In particular, the brother of the former Minister of Internal Affairs of Ingushetia Akhmed Pogorov appealed to the president. He reminded that during the uprising on June 24, the country “was in chaos.”
“Despite everything the mercenaries did, the charges against them were dropped at the same time. Our compatriots are in prison on a fabricated case, their fault was only that they asked you to restore their violated rights. You said that someone in threw bottles at the crowd – yes, someone young was found, but the Wagnerites did not shoot at the helicopters from a slingshot, leaving behind a trail of dead people,” Magomed Pogorov said.

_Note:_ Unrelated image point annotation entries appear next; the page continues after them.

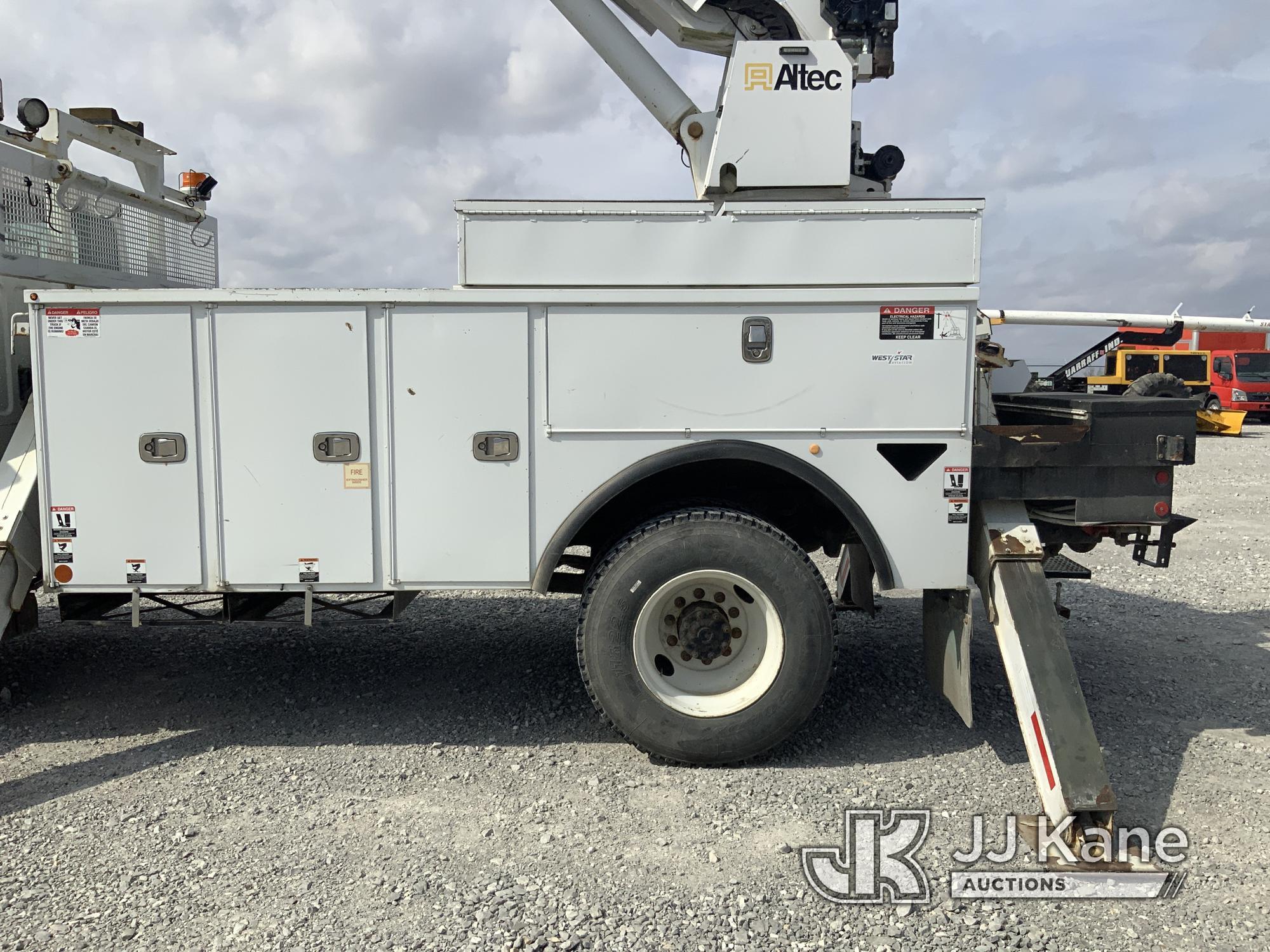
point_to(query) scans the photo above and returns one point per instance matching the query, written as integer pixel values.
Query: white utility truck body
(587, 380)
(65, 228)
(661, 407)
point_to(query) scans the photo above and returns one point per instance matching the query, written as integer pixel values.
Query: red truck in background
(1241, 381)
(1240, 370)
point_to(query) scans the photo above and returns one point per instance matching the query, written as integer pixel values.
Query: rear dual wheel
(707, 637)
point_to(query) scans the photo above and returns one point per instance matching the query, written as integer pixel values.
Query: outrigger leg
(1062, 748)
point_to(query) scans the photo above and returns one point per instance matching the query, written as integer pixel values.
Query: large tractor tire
(707, 637)
(1160, 385)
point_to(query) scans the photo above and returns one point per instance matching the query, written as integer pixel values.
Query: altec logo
(763, 76)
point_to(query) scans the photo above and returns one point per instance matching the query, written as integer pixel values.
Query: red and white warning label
(73, 322)
(957, 482)
(64, 521)
(311, 571)
(906, 323)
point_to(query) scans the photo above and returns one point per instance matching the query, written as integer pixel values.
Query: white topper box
(700, 244)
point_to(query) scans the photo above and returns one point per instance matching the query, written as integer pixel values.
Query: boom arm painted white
(783, 117)
(1100, 319)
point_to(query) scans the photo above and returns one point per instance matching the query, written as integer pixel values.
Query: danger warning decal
(73, 322)
(309, 571)
(64, 521)
(904, 323)
(957, 482)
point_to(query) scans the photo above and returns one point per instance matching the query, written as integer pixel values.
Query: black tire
(664, 550)
(1165, 385)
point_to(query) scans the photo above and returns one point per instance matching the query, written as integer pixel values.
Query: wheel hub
(705, 633)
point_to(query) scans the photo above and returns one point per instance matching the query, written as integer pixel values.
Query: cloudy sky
(1125, 149)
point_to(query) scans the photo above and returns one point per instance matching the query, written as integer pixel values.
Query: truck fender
(711, 451)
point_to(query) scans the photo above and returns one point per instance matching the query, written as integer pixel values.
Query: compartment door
(290, 379)
(458, 374)
(126, 371)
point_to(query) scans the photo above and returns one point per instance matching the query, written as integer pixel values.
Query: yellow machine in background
(1168, 374)
(1132, 369)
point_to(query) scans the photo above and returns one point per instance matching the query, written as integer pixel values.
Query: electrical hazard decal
(957, 482)
(951, 326)
(905, 323)
(309, 571)
(73, 322)
(64, 521)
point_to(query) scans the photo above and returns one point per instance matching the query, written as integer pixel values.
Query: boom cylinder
(627, 56)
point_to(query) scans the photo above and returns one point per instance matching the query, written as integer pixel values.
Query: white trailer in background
(63, 227)
(661, 407)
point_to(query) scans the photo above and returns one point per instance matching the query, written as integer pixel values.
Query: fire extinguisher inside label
(309, 571)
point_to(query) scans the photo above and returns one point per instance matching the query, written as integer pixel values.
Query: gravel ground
(445, 784)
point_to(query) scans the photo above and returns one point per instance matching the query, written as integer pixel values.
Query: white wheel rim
(741, 668)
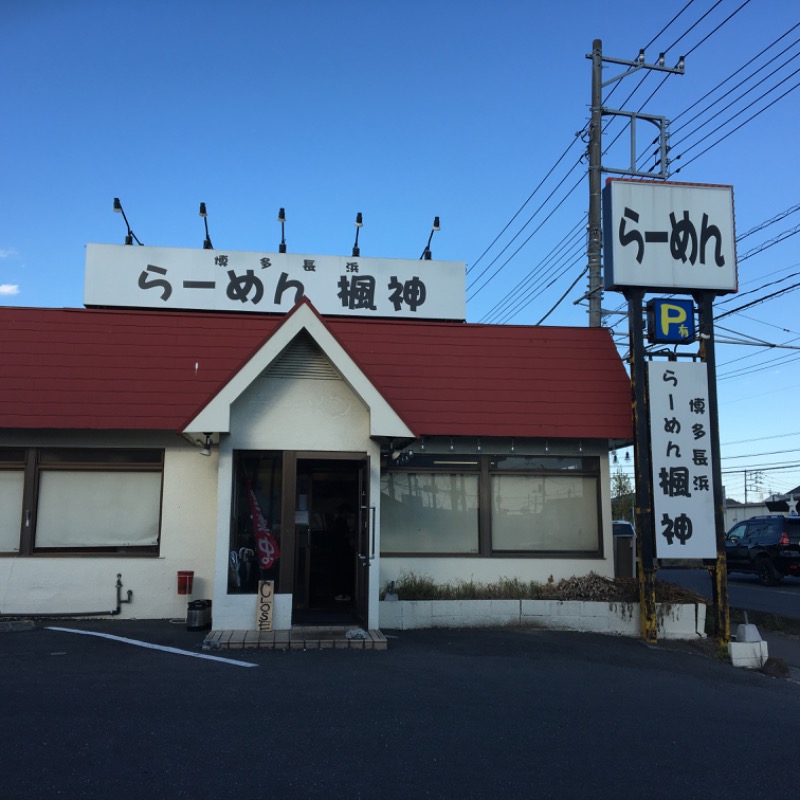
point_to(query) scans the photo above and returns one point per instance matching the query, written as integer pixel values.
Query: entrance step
(300, 637)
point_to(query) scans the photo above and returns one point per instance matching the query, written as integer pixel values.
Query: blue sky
(404, 111)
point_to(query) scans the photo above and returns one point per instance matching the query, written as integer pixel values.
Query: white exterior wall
(75, 584)
(287, 414)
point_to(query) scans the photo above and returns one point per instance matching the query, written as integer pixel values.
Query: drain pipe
(113, 613)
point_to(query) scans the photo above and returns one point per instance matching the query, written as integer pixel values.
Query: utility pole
(595, 186)
(596, 168)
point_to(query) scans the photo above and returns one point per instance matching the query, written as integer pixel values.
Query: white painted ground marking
(149, 646)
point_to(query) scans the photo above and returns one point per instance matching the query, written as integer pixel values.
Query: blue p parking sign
(670, 321)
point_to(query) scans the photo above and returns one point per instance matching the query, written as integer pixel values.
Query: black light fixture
(207, 243)
(359, 225)
(130, 235)
(426, 253)
(282, 220)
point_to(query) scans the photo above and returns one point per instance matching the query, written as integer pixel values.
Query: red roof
(153, 370)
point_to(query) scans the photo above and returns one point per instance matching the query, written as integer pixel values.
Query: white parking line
(149, 646)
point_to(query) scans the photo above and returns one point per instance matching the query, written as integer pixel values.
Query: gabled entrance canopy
(384, 420)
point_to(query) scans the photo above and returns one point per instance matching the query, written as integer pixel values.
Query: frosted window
(544, 513)
(98, 509)
(429, 513)
(11, 484)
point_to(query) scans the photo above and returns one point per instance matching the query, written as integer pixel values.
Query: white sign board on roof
(668, 236)
(229, 280)
(683, 486)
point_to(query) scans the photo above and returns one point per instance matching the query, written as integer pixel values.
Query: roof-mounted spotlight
(130, 235)
(207, 243)
(359, 225)
(282, 220)
(426, 253)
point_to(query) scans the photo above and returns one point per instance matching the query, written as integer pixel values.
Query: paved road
(744, 591)
(441, 714)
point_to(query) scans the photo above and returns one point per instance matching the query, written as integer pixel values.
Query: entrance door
(329, 574)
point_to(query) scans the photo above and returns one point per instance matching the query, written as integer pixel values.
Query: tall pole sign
(679, 239)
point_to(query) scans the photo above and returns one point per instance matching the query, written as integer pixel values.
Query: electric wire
(499, 308)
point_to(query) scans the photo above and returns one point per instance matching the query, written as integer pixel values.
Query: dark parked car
(767, 546)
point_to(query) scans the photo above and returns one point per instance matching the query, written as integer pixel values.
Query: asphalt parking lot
(440, 714)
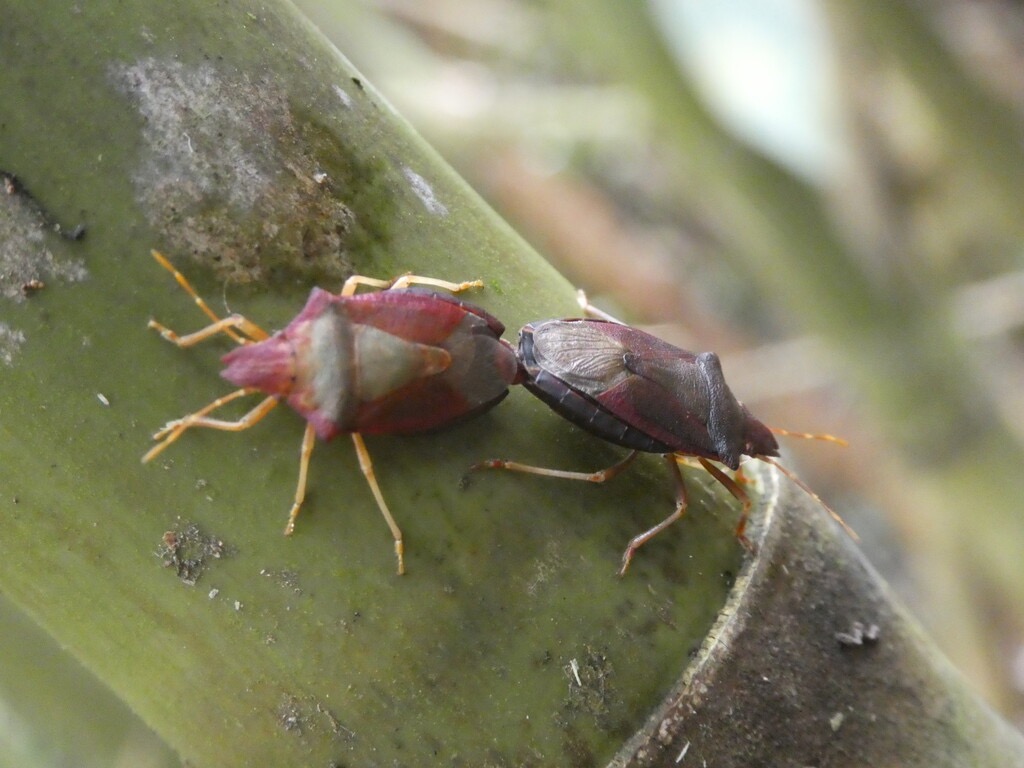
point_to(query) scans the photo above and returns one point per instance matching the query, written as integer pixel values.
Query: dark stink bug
(638, 391)
(394, 361)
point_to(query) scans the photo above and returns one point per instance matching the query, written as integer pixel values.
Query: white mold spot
(227, 173)
(27, 263)
(425, 193)
(10, 341)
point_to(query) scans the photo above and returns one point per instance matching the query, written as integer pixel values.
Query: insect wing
(480, 371)
(645, 383)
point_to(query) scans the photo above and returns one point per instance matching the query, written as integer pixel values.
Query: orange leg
(368, 471)
(737, 491)
(599, 476)
(638, 541)
(174, 429)
(227, 326)
(404, 281)
(308, 440)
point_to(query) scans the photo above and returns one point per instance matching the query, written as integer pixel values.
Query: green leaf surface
(235, 139)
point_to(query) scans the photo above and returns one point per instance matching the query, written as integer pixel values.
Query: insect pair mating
(404, 359)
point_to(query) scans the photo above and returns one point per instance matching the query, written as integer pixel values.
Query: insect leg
(599, 476)
(404, 281)
(250, 329)
(221, 326)
(368, 471)
(308, 440)
(737, 491)
(176, 424)
(638, 541)
(174, 429)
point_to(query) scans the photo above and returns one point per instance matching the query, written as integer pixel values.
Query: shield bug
(394, 361)
(643, 393)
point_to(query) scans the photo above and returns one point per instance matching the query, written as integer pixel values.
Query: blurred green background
(827, 194)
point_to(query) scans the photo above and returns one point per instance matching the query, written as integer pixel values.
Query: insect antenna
(809, 436)
(807, 489)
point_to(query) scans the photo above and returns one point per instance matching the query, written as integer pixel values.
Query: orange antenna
(835, 515)
(809, 436)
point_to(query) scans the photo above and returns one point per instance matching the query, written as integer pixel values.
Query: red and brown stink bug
(638, 391)
(395, 361)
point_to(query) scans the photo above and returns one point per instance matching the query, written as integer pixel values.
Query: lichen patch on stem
(227, 174)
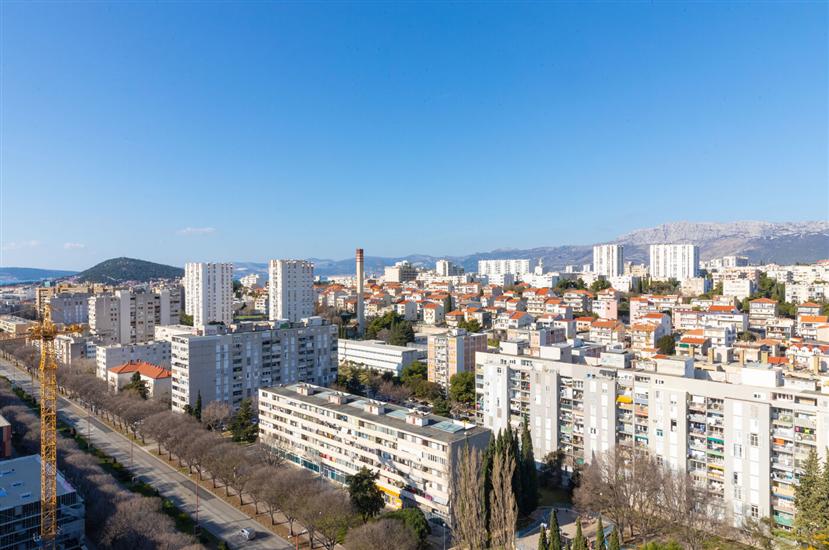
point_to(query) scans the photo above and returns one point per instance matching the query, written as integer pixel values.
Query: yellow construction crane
(46, 331)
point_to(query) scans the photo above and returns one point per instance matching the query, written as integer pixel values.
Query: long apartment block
(743, 432)
(336, 434)
(230, 365)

He asked the president to release those convicted in the “Ingush case” as quickly as all charges were dropped against the mercenaries, whose actions the president previously described with the phrase “a knife in the back.”
The accused in the “Ingush case” protested against the agreement on changing the border with Chechnya. The March 27, 2019 rally in Magas ended with clashes with riot police and the Russian Guard.
In December 2021, a court in Essentuki found seven protest leaders in Ingushetia guilty of organizing violence against representatives of the authorities and creating an extremist community, as well as participating in it. They were sentenced to seven to nine years of imprisonment in a general regime colony. An appeal against this sentence is now being considered in the Stavropol Regional Court. All those convicted in this case were declared political prisoners by the Memorial human rights center.
- On June 23, Yevgeny Prigozhin and his subordinate private military company “Wagner” initiated a mutiny against the leadership of the Russian Ministry of Defense and the department’s plans to disband the PMC. A column of several thousand armed Wagnerians entered Rostov-on-Don, the second column moved to Moscow.
- At the same time, several helicopters and one plane of the Ministry of Defense, which, according to Prigozhin, were trying to bomb the convoy were shot down. The flight crews – a total of 13 people – died.
- By the evening of June 24, it became known about the negotiations between Prigozhin and the authoritarian leader of Belarus, Alexander Lukashenko. As a result, the advance of the “Wagner” columns towards Moscow was stopped, and Vladimir Putin promised in return to stop the pursuit of the rebels.